Beginning in the mid-’60s, Sharits meticulously conceived his film projects by drawing scores that would sometimes occupy him for almost a year. These multicolored modular drawings chart out chromatic progression and variation in a grid of short dashes, longer lines, or fully colored and dotted squares, with each square representing one frame of 16-mm film footage. The individual drawings with their geometric patterns of colored marks, such as Frame Study 10: pink modularity B, 1974, or Study for Frozen Film Frame of Frame Study 22, 1976, are captivating, abstract pointillist artworks in and of themselves. When juxtaposed, as works from these two series are in Kassel, they provide great insight into Sharits’s twofold analysis of the directional dynamics of color progression over time. The frame studies, which map the structure of a few minutes of film footage, are intended to be read like pages in a book, horizontally, from left to right. The studies for the Frozen Film Frames, on the other hand, should be read vertically, from the top left downward, as if one were looking at actual, equal-length strips of film vertically arranged in rows, as in the eight panels of Frozen Film Frames that are on display over two floors in the meditative atmosphere of the Fridericianum’s rotunda.

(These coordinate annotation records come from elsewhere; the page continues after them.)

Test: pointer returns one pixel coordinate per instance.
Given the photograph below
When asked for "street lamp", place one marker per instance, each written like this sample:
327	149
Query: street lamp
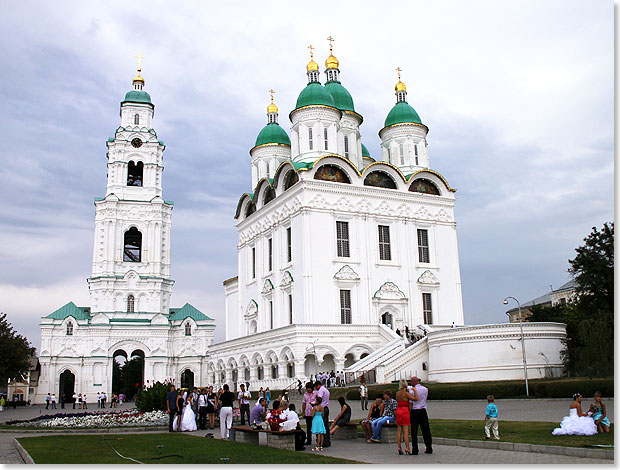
527	390
316	359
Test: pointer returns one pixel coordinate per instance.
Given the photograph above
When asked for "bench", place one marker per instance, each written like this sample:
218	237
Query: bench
388	433
277	439
348	431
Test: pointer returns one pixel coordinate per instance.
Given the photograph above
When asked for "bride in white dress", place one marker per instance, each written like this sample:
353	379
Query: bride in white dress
577	422
188	417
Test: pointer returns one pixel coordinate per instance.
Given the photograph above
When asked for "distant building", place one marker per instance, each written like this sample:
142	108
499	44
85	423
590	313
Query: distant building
560	296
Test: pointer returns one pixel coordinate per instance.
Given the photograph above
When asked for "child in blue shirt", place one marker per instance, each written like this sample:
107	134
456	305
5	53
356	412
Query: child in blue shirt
491	419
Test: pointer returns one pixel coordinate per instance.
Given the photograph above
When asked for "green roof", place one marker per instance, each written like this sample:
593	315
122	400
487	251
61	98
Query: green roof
316	94
365	152
402	112
342	98
272	133
187	311
135	96
71	310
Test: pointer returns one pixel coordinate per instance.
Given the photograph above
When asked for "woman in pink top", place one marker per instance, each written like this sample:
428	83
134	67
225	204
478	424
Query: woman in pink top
307	404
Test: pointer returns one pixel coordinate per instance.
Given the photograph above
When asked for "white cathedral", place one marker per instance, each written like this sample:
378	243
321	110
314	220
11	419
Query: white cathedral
337	250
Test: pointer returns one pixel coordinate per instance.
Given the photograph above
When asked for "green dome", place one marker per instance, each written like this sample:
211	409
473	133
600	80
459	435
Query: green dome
272	133
342	98
402	112
314	93
365	152
135	96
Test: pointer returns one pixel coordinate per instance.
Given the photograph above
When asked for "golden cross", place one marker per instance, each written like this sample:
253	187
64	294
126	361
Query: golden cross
139	57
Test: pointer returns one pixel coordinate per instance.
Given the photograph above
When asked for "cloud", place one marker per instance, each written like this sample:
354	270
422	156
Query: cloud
518	98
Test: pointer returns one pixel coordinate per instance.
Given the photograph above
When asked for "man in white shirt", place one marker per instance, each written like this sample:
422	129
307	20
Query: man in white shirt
244	398
202	409
364	396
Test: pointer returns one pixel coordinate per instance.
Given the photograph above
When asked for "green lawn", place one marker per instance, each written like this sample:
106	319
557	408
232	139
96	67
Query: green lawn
166	448
527	432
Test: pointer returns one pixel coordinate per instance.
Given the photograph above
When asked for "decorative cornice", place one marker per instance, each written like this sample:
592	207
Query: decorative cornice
267	287
252	310
389	290
428	277
346	273
287	279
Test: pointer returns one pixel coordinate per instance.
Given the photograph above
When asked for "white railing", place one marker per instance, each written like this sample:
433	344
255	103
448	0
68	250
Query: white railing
378	357
397	368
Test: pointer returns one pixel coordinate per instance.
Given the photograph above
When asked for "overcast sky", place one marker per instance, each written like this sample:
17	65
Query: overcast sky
518	97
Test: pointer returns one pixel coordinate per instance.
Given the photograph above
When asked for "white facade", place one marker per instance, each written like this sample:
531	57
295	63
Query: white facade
336	252
130	285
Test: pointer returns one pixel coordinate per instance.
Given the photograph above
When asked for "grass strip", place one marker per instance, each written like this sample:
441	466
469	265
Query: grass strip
164	448
525	432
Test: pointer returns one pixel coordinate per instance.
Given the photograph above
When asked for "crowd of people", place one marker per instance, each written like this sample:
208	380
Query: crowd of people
329	379
196	409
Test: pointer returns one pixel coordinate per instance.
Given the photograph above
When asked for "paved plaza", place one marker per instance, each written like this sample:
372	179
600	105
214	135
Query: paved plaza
517	410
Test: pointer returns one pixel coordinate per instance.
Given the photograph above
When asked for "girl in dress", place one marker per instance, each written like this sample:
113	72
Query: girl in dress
188	417
318	427
577	422
402	414
599	413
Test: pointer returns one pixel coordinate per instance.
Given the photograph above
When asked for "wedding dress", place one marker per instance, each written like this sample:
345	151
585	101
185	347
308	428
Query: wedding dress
188	419
573	424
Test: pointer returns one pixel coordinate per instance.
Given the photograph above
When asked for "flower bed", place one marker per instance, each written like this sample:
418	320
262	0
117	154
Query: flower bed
96	420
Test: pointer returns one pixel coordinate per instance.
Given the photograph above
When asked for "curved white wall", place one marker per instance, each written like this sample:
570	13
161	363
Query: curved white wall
493	352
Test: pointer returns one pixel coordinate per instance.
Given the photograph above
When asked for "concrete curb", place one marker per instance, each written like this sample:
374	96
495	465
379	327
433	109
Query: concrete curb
22	452
22	430
519	447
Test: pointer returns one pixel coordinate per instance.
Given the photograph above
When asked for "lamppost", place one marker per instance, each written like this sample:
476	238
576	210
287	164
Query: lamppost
316	359
527	390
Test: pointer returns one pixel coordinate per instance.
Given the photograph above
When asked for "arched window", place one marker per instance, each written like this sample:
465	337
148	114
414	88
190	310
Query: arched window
291	179
134	173
132	250
332	173
270	194
379	179
425	186
250	209
130	303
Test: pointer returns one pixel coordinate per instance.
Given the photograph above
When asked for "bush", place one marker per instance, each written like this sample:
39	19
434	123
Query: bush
153	398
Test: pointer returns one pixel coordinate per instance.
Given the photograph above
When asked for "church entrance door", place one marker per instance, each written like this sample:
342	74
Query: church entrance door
387	320
66	386
187	379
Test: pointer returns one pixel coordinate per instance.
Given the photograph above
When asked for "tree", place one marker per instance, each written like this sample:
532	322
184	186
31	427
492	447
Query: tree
15	351
593	270
589	318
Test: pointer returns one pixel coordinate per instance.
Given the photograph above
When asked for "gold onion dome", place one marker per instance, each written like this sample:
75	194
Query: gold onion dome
272	108
312	65
331	62
139	78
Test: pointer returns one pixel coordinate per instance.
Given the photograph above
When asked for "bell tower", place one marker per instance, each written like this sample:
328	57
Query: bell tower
131	255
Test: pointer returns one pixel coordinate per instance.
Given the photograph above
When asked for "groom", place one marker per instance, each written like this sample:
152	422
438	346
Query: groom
171	405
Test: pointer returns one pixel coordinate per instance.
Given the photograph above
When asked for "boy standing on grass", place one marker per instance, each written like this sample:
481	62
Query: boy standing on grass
491	419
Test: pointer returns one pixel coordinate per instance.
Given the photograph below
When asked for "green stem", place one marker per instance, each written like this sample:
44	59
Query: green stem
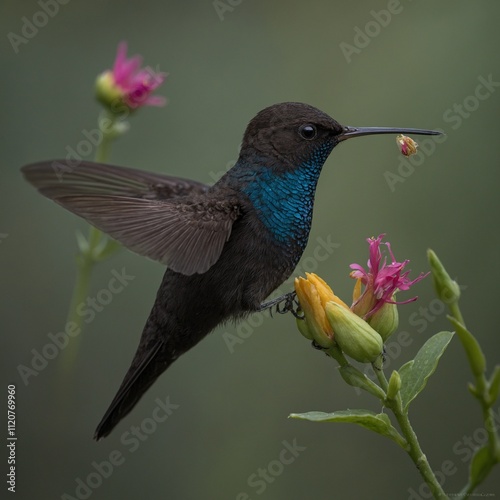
481	392
412	444
89	254
415	451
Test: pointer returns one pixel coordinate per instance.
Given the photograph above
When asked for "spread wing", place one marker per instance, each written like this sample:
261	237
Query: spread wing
172	220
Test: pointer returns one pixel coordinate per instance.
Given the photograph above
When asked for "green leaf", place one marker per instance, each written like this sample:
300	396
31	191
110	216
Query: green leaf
378	423
494	385
472	348
83	244
414	374
107	249
480	466
357	379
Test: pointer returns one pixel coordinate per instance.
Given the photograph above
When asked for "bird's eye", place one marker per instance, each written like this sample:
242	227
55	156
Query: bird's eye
308	132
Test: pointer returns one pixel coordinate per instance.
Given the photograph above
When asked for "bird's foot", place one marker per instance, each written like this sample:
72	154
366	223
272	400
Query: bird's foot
284	304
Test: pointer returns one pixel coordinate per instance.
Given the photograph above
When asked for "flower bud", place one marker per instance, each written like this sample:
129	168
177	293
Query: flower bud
446	288
385	321
354	335
313	293
406	145
364	302
107	92
394	385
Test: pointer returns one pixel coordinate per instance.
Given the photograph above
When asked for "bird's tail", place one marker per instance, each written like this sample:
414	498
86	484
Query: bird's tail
153	356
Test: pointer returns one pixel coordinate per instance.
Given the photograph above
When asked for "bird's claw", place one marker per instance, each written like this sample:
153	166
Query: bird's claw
284	304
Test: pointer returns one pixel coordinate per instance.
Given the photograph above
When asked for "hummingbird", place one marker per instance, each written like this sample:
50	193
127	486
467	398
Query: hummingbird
227	246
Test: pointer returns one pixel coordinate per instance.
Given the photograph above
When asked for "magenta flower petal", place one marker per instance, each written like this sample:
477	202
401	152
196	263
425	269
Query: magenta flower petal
382	280
131	83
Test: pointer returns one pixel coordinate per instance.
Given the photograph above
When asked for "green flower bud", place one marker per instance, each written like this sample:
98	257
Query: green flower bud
107	92
354	335
394	385
385	321
446	288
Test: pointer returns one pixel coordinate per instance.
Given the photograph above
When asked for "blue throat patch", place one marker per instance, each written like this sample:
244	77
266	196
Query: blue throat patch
284	202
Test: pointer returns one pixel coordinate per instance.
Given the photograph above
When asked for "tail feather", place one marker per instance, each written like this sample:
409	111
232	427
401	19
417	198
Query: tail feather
137	381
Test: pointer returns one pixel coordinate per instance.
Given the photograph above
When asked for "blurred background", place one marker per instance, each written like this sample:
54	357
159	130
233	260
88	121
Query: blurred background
419	64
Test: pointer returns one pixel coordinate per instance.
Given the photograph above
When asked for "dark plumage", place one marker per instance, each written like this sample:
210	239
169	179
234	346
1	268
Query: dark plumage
227	246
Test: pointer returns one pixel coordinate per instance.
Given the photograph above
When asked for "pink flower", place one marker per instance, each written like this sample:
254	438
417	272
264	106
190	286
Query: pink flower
129	83
381	281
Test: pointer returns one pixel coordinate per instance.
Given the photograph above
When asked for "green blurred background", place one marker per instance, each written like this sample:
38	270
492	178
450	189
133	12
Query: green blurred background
233	406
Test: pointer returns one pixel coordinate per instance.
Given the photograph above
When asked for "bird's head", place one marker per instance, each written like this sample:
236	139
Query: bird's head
292	134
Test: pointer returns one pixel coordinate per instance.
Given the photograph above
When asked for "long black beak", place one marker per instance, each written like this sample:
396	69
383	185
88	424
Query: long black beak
349	132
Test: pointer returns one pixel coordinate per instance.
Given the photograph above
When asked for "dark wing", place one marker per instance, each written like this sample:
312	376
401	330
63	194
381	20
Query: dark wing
185	231
62	177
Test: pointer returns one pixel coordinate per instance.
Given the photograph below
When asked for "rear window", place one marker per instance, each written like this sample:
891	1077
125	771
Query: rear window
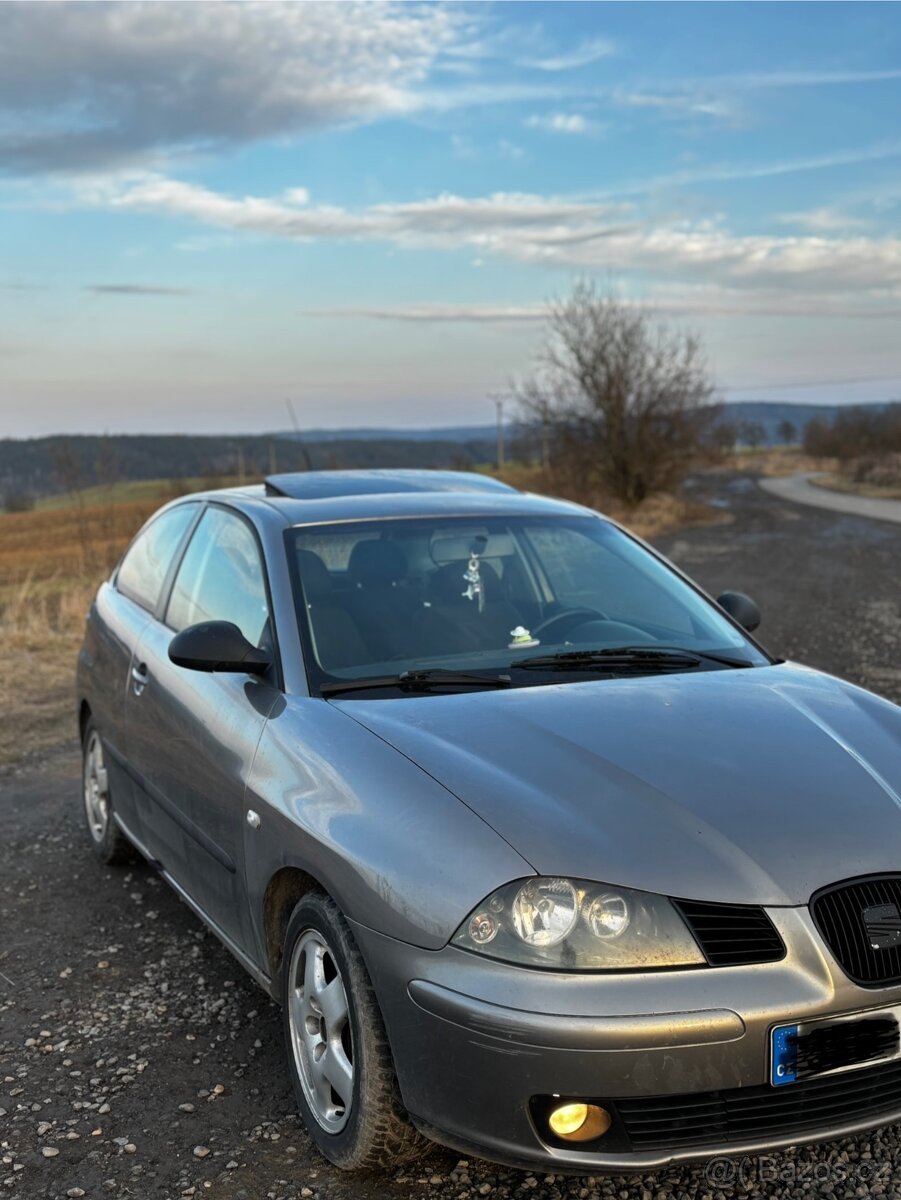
148	559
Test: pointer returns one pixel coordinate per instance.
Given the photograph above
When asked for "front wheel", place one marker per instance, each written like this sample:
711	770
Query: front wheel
337	1048
107	840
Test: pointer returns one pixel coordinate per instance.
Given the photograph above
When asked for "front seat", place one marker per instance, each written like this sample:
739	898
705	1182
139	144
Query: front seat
380	604
336	637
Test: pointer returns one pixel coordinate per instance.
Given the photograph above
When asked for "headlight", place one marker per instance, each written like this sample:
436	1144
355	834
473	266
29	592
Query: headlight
576	925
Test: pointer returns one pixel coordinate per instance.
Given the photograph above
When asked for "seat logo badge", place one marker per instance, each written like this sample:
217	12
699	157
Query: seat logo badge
883	925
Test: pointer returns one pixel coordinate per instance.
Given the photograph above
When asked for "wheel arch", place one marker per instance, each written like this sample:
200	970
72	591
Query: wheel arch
283	893
84	715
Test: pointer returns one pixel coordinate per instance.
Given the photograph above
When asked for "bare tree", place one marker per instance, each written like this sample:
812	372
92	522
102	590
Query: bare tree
624	401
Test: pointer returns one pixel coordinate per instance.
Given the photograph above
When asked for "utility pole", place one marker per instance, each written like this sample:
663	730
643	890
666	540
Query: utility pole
499	405
293	415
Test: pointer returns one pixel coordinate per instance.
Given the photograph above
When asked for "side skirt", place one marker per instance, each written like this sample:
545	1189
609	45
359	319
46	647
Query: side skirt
250	966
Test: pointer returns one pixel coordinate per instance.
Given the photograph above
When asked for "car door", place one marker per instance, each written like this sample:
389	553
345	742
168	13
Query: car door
121	611
192	735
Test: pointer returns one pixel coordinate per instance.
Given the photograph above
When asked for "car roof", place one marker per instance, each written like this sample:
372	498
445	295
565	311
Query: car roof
320	497
320	485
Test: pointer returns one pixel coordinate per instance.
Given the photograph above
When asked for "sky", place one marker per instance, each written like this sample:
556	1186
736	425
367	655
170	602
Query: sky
206	209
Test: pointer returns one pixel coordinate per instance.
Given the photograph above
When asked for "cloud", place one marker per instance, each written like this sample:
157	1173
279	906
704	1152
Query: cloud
716	96
676	105
95	85
582	55
134	289
562	123
684	301
596	235
443	313
826	220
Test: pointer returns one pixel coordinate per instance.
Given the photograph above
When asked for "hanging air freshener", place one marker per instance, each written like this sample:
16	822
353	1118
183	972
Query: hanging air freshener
475	589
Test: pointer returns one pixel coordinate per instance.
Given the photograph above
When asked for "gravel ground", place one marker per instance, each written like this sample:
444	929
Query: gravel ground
138	1061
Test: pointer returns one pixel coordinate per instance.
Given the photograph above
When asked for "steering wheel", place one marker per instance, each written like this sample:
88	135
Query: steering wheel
569	619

Dream Displacement, the first locational piece on view, cogently introduces the artist’s fascination with the projected film strip as “a straight line in our actual overall isotropic timefield.” The four projectors in this installation are directed, strangely, not toward the projected image but parallel to it, as if in collective defiance or disavowal of the task of projection. Due to a double mirror setup on the projector stands, the individual images are thrown side by side onto a wall, creating the illusion of a continuous horizontal line of a single film strip of shifting colors and bustling white sprocket holes. The rhythmic projector sounds mix with the disjunctive quadrophonic sound of broken glasses that stings the air mysteriously as the color frames shuffle back and forth endlessly across the wall.

If the locational pieces with four projectors—Dream Displacement and Shutter Interface, a gorgeous, trance-inducing work of expansive flickering color and pulsing sound that is installed luxuriously on the second floor—provide a cohesive, enveloping aesthetic experience, the setup of three projectors and speakers in 3rd Degree fosters instead a sense of dissolution or implosion. Each positioned slightly farther from the wall than the one before it, the projectors are again parallel to the site of projection and equipped with mirrors that reflect horizontal images of a spinning strip of 16-mm film. The three looped images abut one another, yet their alternating rhythms and differing scales inhibit their unification into a single horizontal line. The additive rows of visible sprocket holes are a clue that the smallest of these barely identifiable images has twice been rephotographed. When this image slows down, a woman’s face and a lit match come slowly into focus. In this split second—when the image gets the third degree, so to speak—the celluloid bubbles up into a burning goo before the spinning slowly resumes. From speakers spaced across the room, one barely makes out an occasional woman’s voice stating, “I won’t talk.”

Melding and melting the film strip and the (female) body, 3rd Degree provides the retrospective a convenient transition from the materiality of film to the materiality of the body and from the formal to the figurative. An adjoining, penultimate room, scored to T,O,U,C,H,I,N,G’s repetitive declamations of “destroy,” displays Sharits’s late paintings of contorted, infected, and diseased body parts. This ambitious exhibition then reaches its exhilarating, if claustrophobic, conclusion within the reflective walls of the trapezoidal construction for Sharits’s double projection of flickering color and convulsive bodies, Epileptic Seizure Comparison.

“Paul Sharits: A Retrospective” is currently on view (through Feb. 22) at the Fridericianum in Kassel.

Marc Siegel is an assistant professor in the department of theater, film, and media studies at Goethe University in Frankfurt.